«Forza Italia è più interessata a discutere di detenute madri e di bambini piuttosto che a fare polemica». È meta pomeriggio quando, dopo la ripresa dell’esame in commissione congiunte Affari costituzionali e Giustizia della Camera del ddl Sicurezza, dagli azzurri arriva una dura nota che fa riferimento a quanto avvenuto martedì, con la lite tra forzisti e leghisti e l’astensione dei primi sull’emendamento del Carroccio che introduceva la facoltà per i giudici, e dunque non più l’obbligo, di indirizzare le detenute incinta o con figli fino a un anno verso gli Icam e non in carcere.

«La posizione, annunciata in commissione, è chiara e ferma - scrivono Paolo Barelli, Tommaso Calderone, Pietro Pittalis e Paolo Emilio Russo, deputati di Forza Italia componenti delle commissioni Affari Costituzionali e Giustizia della Camera dei deputati - Riteniamo adeguata la normativa vigente e per questa ragione ieri non abbiamo votato contro gli emendamenti che proponevano di sopprimere l’articolo 12 del ddl Sicurezza, quello che elimina la sospensione automatica della pena per le detenute con figli da zero ad un anno.

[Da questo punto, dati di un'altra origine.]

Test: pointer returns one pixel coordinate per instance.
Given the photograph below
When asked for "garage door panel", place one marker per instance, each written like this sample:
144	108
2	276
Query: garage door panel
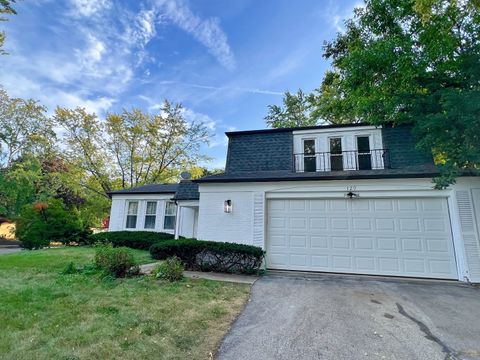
383	236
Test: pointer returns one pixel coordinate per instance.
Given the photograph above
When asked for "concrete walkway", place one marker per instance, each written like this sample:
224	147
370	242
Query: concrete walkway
355	318
241	279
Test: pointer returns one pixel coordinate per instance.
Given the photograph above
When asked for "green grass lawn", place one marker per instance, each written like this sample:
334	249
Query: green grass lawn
47	315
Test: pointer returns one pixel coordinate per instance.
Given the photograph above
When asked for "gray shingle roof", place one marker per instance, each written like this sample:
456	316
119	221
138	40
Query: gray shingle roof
187	190
267	155
149	189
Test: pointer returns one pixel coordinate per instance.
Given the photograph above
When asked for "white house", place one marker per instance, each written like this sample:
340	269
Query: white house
344	199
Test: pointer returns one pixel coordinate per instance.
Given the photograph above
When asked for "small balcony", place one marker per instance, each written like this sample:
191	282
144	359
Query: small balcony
342	161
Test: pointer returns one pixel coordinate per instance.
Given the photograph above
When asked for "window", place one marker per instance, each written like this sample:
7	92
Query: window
150	215
336	156
132	215
169	221
309	156
364	155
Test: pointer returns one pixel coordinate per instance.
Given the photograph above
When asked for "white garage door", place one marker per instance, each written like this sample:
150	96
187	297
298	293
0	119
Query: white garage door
403	237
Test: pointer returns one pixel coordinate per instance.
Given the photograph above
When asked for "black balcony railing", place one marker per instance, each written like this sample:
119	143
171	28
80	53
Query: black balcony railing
342	161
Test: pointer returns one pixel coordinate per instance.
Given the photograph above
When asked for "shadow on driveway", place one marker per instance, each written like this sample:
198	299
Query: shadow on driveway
336	317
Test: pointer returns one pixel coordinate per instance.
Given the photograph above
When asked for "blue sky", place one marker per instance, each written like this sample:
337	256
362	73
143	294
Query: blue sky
225	61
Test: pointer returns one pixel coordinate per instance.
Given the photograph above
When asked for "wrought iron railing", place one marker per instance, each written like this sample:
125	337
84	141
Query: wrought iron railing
342	161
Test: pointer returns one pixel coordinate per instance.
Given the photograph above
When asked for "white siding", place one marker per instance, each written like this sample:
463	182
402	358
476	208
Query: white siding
467	202
117	215
216	225
119	209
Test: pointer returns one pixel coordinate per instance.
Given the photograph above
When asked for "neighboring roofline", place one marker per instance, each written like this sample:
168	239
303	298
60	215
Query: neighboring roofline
266	131
324	177
120	192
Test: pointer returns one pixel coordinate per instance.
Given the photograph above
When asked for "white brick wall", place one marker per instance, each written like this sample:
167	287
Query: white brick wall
216	225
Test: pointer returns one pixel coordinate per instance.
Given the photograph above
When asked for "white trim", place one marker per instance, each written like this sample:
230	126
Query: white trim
460	258
341	129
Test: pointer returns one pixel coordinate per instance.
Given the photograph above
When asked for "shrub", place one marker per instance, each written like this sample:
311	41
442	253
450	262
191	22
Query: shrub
118	262
42	223
211	255
70	269
133	239
171	270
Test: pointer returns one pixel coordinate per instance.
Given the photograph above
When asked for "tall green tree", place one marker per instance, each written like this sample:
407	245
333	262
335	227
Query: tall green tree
131	148
404	62
296	111
6	8
411	62
24	129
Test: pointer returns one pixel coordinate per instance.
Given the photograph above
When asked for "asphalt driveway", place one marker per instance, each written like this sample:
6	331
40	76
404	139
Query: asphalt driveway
336	317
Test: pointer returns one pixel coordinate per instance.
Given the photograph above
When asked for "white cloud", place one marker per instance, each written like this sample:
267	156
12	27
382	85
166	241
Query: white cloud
21	86
335	16
224	88
208	32
88	8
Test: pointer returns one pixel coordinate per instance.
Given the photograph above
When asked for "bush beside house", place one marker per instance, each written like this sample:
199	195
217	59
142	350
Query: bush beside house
42	223
142	240
211	255
118	262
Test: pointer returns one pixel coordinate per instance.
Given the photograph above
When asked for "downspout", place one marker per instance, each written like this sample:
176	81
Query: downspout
177	220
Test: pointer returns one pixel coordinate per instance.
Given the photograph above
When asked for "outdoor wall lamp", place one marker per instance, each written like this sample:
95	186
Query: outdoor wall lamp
351	195
227	206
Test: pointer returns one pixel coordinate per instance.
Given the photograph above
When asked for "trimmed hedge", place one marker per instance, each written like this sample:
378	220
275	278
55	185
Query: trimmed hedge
142	240
211	255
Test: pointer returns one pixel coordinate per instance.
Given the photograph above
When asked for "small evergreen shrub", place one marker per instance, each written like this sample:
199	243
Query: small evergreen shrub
118	262
211	255
170	270
133	239
41	223
70	269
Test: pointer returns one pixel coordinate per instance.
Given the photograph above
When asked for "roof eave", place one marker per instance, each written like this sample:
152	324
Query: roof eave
326	178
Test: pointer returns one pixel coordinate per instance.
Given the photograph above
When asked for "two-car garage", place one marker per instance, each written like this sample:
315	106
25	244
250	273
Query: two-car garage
381	236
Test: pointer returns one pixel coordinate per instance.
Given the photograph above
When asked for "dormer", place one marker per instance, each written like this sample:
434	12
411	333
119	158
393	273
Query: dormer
339	149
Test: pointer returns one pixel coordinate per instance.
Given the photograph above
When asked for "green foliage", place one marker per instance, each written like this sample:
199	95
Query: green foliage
118	262
142	240
42	223
133	147
416	62
5	8
170	270
211	255
296	111
70	269
25	129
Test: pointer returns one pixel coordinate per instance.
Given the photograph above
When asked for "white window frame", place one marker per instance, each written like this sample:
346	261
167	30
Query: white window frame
328	164
174	215
154	215
314	155
127	214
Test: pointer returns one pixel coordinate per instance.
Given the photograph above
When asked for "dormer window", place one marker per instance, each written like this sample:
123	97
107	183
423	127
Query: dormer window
336	155
309	155
364	155
339	149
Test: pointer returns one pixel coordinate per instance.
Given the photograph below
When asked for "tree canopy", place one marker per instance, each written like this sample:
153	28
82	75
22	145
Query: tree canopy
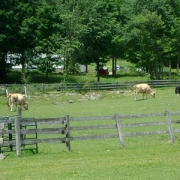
84	32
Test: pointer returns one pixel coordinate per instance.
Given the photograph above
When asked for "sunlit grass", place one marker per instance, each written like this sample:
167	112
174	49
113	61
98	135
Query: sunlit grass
144	157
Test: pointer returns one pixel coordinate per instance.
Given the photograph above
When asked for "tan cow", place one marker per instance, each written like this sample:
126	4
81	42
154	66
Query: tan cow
16	99
143	88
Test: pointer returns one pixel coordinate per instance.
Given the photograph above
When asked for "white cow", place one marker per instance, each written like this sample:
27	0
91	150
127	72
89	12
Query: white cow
16	99
143	88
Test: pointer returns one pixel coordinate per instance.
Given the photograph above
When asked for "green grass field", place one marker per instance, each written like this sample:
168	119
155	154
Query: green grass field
145	157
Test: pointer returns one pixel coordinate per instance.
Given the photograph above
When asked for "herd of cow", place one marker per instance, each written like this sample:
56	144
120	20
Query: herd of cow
19	99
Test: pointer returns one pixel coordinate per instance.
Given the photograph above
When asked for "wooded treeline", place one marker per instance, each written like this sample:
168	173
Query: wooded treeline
54	32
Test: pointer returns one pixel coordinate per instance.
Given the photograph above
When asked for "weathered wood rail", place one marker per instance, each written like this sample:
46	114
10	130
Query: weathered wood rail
116	126
86	86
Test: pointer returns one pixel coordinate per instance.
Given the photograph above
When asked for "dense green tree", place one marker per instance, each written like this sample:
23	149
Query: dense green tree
6	35
47	44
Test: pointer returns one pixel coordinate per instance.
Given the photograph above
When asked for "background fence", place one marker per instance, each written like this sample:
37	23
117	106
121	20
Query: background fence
84	86
18	133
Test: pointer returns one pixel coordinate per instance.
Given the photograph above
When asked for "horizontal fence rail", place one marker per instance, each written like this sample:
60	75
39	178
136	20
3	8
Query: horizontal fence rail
67	128
85	86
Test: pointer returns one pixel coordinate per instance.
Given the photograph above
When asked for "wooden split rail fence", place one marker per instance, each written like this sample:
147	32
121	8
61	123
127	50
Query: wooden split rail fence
116	126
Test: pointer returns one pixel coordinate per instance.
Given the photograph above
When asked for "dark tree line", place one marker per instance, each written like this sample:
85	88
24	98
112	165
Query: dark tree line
82	31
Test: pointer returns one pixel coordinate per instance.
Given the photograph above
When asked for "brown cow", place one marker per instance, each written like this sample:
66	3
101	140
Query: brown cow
143	88
16	99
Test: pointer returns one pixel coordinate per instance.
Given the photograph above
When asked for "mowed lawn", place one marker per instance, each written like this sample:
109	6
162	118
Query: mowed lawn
144	157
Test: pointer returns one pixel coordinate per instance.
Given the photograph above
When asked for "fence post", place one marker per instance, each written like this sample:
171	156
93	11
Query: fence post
17	132
119	130
168	119
68	145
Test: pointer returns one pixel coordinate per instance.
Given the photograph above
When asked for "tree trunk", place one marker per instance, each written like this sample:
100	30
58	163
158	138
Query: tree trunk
169	69
3	73
98	75
178	62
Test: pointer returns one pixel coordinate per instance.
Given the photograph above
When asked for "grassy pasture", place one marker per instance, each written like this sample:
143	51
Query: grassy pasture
146	158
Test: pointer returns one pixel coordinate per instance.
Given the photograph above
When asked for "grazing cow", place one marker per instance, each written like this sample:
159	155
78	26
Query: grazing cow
143	88
16	99
177	90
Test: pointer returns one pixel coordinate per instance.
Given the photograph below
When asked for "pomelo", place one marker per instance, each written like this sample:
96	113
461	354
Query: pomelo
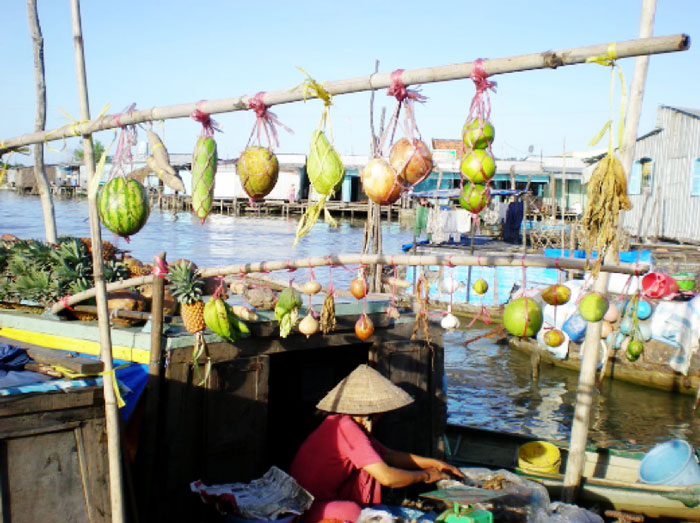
522	317
556	294
593	306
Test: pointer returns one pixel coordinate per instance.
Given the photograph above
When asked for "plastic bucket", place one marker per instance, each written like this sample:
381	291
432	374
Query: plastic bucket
658	284
670	463
539	456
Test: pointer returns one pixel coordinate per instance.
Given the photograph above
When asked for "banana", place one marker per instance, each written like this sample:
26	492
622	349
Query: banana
216	316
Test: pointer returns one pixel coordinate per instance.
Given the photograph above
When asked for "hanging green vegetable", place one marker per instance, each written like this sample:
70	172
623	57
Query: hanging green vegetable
323	165
204	163
287	310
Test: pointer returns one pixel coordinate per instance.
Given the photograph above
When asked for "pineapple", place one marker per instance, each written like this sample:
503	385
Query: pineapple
187	290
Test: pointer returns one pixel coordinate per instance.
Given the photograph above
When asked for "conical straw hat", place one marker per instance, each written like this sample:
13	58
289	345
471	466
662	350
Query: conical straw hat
364	391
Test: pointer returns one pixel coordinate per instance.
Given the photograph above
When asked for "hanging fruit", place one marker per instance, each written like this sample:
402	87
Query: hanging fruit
593	306
358	287
556	295
478	134
522	317
449	322
412	160
364	327
480	287
204	161
478	166
309	325
258	169
553	338
380	182
311	287
474	197
123	206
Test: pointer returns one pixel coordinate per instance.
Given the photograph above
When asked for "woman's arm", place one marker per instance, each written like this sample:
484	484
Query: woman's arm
394	477
404	460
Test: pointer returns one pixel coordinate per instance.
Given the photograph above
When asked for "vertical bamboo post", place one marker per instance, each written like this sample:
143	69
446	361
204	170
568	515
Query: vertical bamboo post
42	181
586	384
111	409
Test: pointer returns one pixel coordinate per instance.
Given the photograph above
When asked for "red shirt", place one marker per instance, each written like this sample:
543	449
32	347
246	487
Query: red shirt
329	463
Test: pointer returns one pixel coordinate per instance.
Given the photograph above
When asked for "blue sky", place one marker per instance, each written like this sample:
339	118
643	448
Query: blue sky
155	53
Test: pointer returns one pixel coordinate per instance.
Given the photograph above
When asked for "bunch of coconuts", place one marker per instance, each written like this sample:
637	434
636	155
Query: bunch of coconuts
410	162
477	164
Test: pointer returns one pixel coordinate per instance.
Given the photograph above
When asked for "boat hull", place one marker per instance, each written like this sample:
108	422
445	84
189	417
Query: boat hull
609	476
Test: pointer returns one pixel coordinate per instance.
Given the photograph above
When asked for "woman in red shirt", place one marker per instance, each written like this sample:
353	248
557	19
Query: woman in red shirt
343	466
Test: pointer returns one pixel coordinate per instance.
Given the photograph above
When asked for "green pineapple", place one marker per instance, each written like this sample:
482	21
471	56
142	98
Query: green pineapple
187	289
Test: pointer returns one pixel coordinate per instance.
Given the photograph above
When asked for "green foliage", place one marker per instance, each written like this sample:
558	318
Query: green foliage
185	285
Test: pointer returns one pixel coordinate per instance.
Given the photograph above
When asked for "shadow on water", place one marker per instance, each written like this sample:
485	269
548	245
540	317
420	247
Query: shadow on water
488	384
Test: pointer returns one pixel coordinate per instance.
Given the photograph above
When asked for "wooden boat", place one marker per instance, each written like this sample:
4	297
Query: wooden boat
610	476
651	370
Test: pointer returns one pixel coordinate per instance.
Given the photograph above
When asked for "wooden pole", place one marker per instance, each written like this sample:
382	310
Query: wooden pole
493	260
586	385
542	60
42	181
111	409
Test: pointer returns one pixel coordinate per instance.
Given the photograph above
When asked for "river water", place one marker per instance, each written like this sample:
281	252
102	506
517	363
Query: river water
488	385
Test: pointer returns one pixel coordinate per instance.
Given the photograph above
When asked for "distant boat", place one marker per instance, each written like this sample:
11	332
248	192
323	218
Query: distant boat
609	476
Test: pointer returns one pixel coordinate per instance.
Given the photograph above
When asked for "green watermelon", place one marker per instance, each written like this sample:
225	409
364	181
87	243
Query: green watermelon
204	159
123	206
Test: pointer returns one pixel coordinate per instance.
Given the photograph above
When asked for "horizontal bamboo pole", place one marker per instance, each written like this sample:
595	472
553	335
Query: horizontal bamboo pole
442	73
493	260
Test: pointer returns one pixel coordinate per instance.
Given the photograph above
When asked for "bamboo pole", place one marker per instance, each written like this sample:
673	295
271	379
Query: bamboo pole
492	260
542	60
586	385
111	409
42	181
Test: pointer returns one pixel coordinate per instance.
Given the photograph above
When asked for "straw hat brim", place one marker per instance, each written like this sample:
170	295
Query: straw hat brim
364	391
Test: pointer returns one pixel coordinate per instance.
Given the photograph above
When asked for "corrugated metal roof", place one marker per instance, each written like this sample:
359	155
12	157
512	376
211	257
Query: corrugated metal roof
690	112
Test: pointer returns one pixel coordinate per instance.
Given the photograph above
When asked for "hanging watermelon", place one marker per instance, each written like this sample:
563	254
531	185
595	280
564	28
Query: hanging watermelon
123	206
204	159
258	170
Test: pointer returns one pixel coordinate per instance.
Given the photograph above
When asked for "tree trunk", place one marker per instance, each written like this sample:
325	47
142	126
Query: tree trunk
42	182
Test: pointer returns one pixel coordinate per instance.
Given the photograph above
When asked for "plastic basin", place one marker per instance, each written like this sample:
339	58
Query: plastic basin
670	463
540	457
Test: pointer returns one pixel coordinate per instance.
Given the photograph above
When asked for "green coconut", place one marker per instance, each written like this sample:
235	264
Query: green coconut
478	134
522	317
474	197
258	170
593	306
478	166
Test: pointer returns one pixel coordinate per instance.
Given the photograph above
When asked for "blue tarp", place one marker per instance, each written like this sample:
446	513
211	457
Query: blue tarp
131	379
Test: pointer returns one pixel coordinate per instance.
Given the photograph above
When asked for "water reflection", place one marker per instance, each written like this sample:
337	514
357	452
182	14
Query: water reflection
488	384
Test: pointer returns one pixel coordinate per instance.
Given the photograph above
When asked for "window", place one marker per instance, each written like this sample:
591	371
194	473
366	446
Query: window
695	178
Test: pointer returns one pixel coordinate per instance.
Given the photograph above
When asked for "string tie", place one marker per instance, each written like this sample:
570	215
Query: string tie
208	125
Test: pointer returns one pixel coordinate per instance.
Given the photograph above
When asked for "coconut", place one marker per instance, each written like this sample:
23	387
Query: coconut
380	182
475	197
478	134
412	160
553	338
593	306
478	166
258	169
522	317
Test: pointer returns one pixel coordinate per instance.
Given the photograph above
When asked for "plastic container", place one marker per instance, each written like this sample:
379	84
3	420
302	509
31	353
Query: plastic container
658	284
540	457
686	280
670	463
237	519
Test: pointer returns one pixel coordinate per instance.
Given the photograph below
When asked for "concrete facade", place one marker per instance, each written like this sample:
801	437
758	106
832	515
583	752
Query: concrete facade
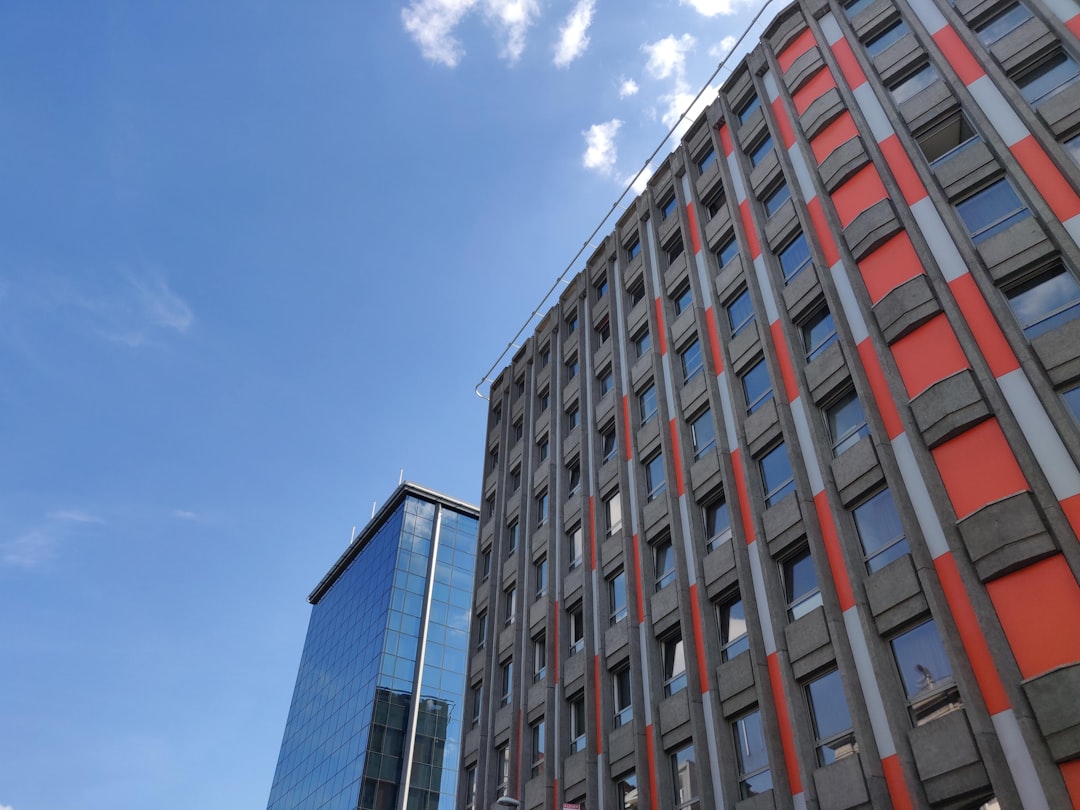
781	500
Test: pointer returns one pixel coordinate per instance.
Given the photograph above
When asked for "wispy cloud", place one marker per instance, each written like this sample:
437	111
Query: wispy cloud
574	37
601	151
432	24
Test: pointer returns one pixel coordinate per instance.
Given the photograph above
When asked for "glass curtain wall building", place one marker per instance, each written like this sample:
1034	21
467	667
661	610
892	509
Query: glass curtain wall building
781	499
375	723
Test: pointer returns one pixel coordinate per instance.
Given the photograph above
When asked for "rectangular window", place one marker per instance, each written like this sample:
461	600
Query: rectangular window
926	672
800	583
753	757
846	421
880	530
691	361
777	474
623	697
991	210
832	720
673	658
731	616
685	779
1045	301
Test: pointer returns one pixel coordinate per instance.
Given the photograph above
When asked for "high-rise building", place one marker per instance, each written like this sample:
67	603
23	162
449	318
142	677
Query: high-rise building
781	499
376	714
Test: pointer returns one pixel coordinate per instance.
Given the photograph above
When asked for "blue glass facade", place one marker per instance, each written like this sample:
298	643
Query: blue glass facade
379	694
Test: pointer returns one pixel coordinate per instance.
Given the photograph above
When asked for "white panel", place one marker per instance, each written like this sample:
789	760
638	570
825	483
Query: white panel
1056	462
809	457
1003	118
851	311
931	17
1020	761
763	603
920	496
868	684
874	112
941	243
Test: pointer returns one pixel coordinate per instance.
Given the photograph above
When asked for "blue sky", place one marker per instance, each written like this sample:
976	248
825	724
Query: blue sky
254	257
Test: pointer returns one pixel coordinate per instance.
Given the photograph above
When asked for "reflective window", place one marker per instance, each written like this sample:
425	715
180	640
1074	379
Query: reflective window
832	720
754	773
880	530
800	584
1045	301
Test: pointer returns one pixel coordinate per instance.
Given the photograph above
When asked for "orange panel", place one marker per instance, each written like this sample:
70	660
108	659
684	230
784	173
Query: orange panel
928	354
858	193
797	46
813	90
890	266
839	132
979	468
1039	608
984	326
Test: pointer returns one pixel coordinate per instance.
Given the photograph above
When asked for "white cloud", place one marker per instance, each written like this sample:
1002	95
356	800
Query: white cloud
574	37
667	56
432	23
601	150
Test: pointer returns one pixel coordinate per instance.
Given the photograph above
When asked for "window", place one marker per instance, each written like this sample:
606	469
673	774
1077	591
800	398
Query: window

In Aula, con spirito costruttivo, proporremo alla maggioranza una nostra mediazione: un emendamento che mantenga la sospensione obbligatoria delle pene per le detenute con figli fino ad un anno di età».

Non solo. «Come annunciato chiaramente nel corso della seduta, siamo invece contrari ad indebolire la normativa vigente ed è per questo che abbiamo contribuito, con i nostri numeri determinanti, a respingere gli emendamenti dell’opposizione che andavano in tal senso, come avevamo già fatto in occasione dell’esame della proposta di legge sulle detenute madri in commissione Giustizia», concludono gli azzurri.

Una posizione che martedì è stata duramente contestata dalla Lega, ma che fuori dalle righe viene spiegata in vena polemica dagli stessi forzisti. «Il ddl sicurezza parte da un’era geologica fa, poi è stato modificato a maggio in vista delle Europee», riferiscono fonti parlamentari. Dalle quali emerge il dito contro Fd’I e Lega che hanno fatto fallire l’accordo di governo inserendo nel testo quelli che vengono definiti «emendamenti spot», alcuni dei quali «perfino incostituzionali».

Dopo le Europee tutto sarebbe dovuto tornare come prima, ma il mantenimento in essere da parte di meloniani e leghisti di quegli emendamenti ha dato il via al patatrac di martedì. Cioè alla volontà, da parte leghista, di prevedere «la facoltà» e non l’obbligo di trasferimento negli Icam per le detenute madri, giudicato «un passo indietro di civiltà» dalle stesse fonti azzurre.

Ma nella polemica interna alla maggioranza si inseriscono anche le opposizioni, con Avs e Iv che attaccano Fi. «Almeno speriamo che si vergognino di questo voltafaccia che qualifica Forza Italia come “il sor tentenna” del Parlamento», accusa il capogruppo di Alleanza Verdi e Sinistra in commissione Affari costituzionali alla Camera Filiberto Zaratti, che accusa Forza Italia di essersi «riallineata alle posizioni di maggioranza, dopo aver espresso dissenso». Stesso concetto espresso dalla renziana Maria Elena Boschi, secondo la quale i forzisti «hanno votato contro proposte da loro sostenute nella scorsa legislatura». Accuse rispedite prontamente al mittente dai forzisti, i quali spiegano che «il voltafaccia non esiste perché oggi  non abbiamo votato una controproposta dell’opposizione che non potevamo condividere visto che introduceva una legge diversa dalla nostra proposta».

Sull’altro fronte, quello della maternità surrogata come reato universale, è arrivato il sì della Commissione Giustizia del Senato, che ha dato mandato alla relatrice di FdI, Susanna Campione, a riferire in Aula. «L’Italia si conferma una nazione all'avanguardia sul fronte dei diritti, contro le nuove forme di sfruttamento delle donne e dell'infanzia», ha commentato la ministra della Famiglia Eugenia Roccella.

Martedì era invece arrivata la bocciatura dell’emendamento della Lega, presentato dal capogruppo Massimiliano Romeo, che prevedeva una ulteriore stretta con il carcere fino a 10 anni e una multa fino a due milioni di euro. L’emendamento aveva avuto da parte del governo l’invito al ritiro, e messo ai voti hanno votato a favore solo i due senatori leghisti, contrari oltre alle opposizioni gli altri senatori di maggioranza.